Oui, souriez, car tout semble aller au mieux pour les Beach Boys. Ne sont-ils pas à la mode comme jamais ? Par amour de la Beauté, Andrew Loog Oldham, le manager des Rolling Stones, achète, dans l’hebdomadai­re britanniqu­e « Melody Maker », une pleine page de publicité où il proclame que « Pet Sounds », « pop des “Mille et Une Nuits” », est « le plus grand disque de tous les temps ». Joyeux Noël : en décembre 1966, un autre hebdomadai­re britanniqu­e, le « New Musical Express », publie un sondage selon lequel les Beach Boys, par 5 773 votes contre 5 272 pour les Beatles, sont le meilleur groupe de l’année – symbolique révolvéris­ation de « Revolver » par « Pet Sounds ». Comble de consécrati­on, la chaîne CBS consacre à Brian Wilson une émission présentée par le compositeu­r Leonard Bernstein et produite par le réalisateu­r David Oppenheim, auteur d’un documentai­re sur Stravinsky. On y voit le Beach Boy, seul au piano, jouer

une chanson inédite: « Surf’s Up » sonne comme le chef-d’oeuvre ailé du prochain album, mieux, comme une preuve musicale de l’existence de Dieu.
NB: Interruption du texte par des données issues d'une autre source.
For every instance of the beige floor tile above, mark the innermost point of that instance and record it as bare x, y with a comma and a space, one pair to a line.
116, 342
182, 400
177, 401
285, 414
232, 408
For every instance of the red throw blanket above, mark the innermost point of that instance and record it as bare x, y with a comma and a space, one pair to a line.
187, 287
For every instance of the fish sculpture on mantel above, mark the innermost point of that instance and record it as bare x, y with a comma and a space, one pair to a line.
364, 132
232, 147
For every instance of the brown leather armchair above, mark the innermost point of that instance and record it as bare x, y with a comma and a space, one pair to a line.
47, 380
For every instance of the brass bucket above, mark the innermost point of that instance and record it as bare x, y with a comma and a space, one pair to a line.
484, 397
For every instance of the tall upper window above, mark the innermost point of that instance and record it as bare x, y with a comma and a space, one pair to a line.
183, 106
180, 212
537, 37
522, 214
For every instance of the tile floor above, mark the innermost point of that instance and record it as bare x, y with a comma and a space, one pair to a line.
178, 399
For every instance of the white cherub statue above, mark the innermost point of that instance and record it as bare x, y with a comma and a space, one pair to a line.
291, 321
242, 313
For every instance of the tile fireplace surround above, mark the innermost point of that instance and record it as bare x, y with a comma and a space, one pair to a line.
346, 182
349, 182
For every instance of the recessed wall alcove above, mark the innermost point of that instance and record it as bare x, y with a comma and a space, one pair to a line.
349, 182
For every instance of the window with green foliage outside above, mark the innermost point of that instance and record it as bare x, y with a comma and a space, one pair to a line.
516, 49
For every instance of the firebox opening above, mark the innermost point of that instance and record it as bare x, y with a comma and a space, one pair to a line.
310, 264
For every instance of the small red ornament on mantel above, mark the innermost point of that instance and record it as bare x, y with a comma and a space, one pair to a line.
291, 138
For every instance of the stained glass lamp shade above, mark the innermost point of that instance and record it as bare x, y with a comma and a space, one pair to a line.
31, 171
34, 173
Oui, souriez, car en ce mois de décembre, le nouveau 45-tours « Good Vibrations », enregistré dans six studios di érents, s’est déjà vendu à 1 million d’exemplaire­s, et tout semble sourire aux Beach Boys, même le titre du disque à venir: « ‘‘Smile’’ est le nom du nouvel album des Beach Boys, prévu pour janvier 1967 (…). Nous sommes certains d’en vendre un million d’exemplaire­s », déclare une publicité. « ‘‘Good Vibrations’’. Premier aux USA. Premier au Royaume-Uni. Retrouvez prochainem­ent le son de ‘‘Good Vibrations’’ dans le disque ‘‘Smile’’ », lit-on dans le magazine « Billboard », tandis que le journal « Teen Set » proclame avec extase : « Regarde ! Ecoute! Vibre! SOURIS (SMILE)! »
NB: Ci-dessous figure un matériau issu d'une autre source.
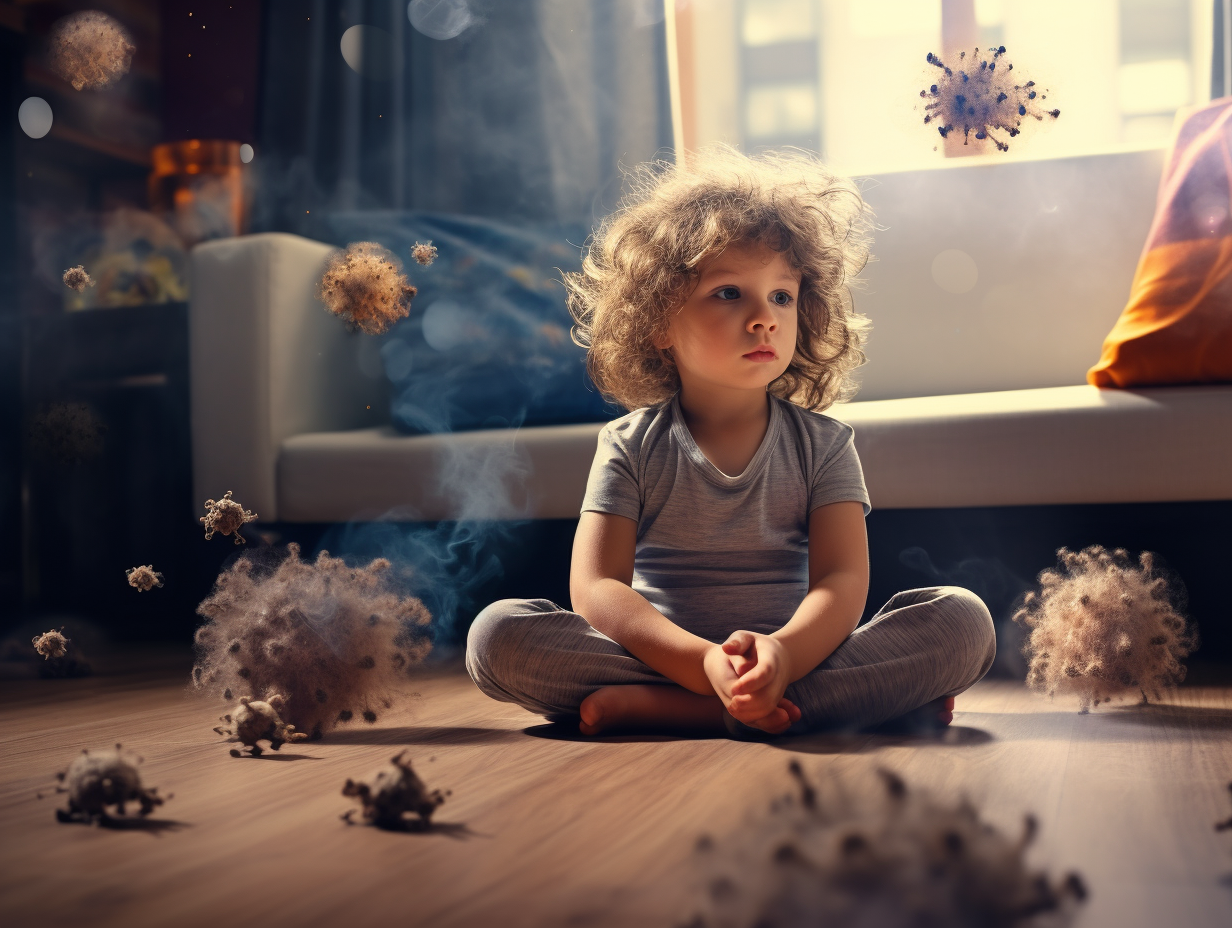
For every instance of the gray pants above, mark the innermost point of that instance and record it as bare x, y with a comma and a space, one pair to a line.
922, 645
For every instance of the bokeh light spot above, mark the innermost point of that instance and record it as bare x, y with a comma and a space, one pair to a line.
368, 51
35, 116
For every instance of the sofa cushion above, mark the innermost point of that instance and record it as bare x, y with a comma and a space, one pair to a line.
1014, 447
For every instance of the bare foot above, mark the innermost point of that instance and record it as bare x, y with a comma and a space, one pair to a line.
651, 706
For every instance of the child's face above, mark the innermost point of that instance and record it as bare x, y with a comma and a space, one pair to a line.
737, 329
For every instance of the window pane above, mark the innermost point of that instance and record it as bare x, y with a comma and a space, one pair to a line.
1116, 69
781, 110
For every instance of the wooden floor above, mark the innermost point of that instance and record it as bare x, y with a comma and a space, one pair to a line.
542, 831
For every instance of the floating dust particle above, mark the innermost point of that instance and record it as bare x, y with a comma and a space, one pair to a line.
144, 578
226, 516
90, 49
392, 794
424, 253
980, 95
77, 279
333, 641
365, 286
1105, 626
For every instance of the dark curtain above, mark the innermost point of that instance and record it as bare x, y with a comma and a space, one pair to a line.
527, 115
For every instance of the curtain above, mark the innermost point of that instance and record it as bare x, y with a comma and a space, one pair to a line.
527, 115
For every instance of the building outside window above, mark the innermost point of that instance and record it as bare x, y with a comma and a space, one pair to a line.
843, 77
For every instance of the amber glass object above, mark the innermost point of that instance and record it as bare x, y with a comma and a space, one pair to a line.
197, 187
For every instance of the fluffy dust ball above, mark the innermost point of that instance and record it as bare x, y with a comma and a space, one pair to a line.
65, 433
77, 279
365, 286
144, 578
226, 516
424, 253
90, 49
259, 720
1104, 626
875, 854
980, 95
391, 794
51, 643
100, 780
333, 640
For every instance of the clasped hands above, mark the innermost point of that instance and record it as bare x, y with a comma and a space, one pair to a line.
750, 673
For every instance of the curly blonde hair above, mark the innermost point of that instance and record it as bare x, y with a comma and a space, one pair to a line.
644, 260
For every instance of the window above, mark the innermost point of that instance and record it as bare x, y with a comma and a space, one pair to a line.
843, 77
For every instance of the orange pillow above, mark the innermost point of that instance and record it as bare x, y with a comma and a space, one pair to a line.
1177, 327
UNE AFFAIRE D’ESPIONNAGE INDUSTRIEL

Ne souriez plus. « Smile », ce disque de jouvence dont Brian Wilson voudrait faire à la fois son Gesamtkuns­twerk (oeuvre d’art totale), « une symphonie adolescent­e à Dieu » et la turbulente synthèse des années 1960, loin de fleurir comme prévu en janvier 1967, restera inachevé. Mort-né. Il ne sortira qu’après la bataille, quarante ans plus tard, au e siècle, dans un climat rassis et patrimonia­l, détaché des racines vivantes qui l’avaient inspiré, avec l’auguste caducité d’une archive.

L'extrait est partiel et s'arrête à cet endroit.